This is a simple way to create a patterned sheet that can be used as a background panel or for die-cutting sentiments or flowers or butterflies or whatever takes your fancy…
All you need is some kitchen roll, a water spritzer and one or more pigment powders (Brusho, Ken Oliver Colour Burst, PaperArtsy Infusions etc), along with some card and liquid glue to mount it.
Lay a piece of kitchen roll on your craft mat.
Spritz it with water until it’s damp and tap your choice of pigment powders across the paper — I wanted to end up with something that looked like sky so I kept it simple and just used turquoise Brusho.
And spritz again.
You can leave it like that if you’re happy with it, but if you want a more even colour spread you can ball up the kitchen roll and give it a little squeeze, before spreading it out again.
If you do this, it’s a good idea to wear a glove. Unlike me. Apparently I preferred spending five minutes scrubbing pigment off my hand to thirty seconds reaching down and grabbing a glove…
To help speed up the drying process, sandwich it between two more sheets of kitchen roll and press or brayer it to get rid of some excess water.
As an added bonus, this may give you two more usable patterned sheets, depending on how much pigment and water you used.
You can either leave it to air dry or help it on its way with a heat tool.
Once it’s dry, separate the layers of the kitchen roll.
Now you can glue the sheets to card or leave them as is, depending on how you plan to use them.
I used Ranger multi-medium matte to glue it down because that’s what I had to hand, but most liquid glues or mediums should work.

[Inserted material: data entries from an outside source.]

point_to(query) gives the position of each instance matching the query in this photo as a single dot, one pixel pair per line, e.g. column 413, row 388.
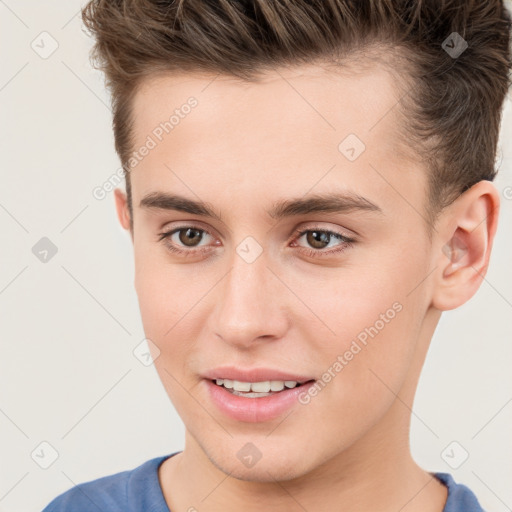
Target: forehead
column 292, row 125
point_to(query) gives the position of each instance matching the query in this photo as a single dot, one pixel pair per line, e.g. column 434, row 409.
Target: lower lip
column 254, row 410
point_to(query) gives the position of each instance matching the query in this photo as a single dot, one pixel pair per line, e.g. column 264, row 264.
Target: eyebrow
column 317, row 203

A brayer comes in handy to press it evenly into the glue.
You can also seal it with a coat of medium over the top if you want, optionally adding some superfine glitter to the still-wet medium if you fancy some shine.
Once the glue is dry, trim off any overhang and you’re ready to use it however you want. I mounted one piece on card and kept the other unmounted.
I die cut a panel from the mounted piece for a card that I’ll show you tomorrow and cut out a couple of smile sentiments as well.
I wasn’t particularly taken with the dark blue and white contrast on the “e” of the second sentiment, so I took my trusty picket fence ink pad and dabbed it all over the die-cut to even out the colour.
You could always use a different colour ink to change the colour of your die-cut. Or you could spritz with glimmer mist for a bit of sparkle. There are lots of ways to add to this, but the basic technique is simple and effective.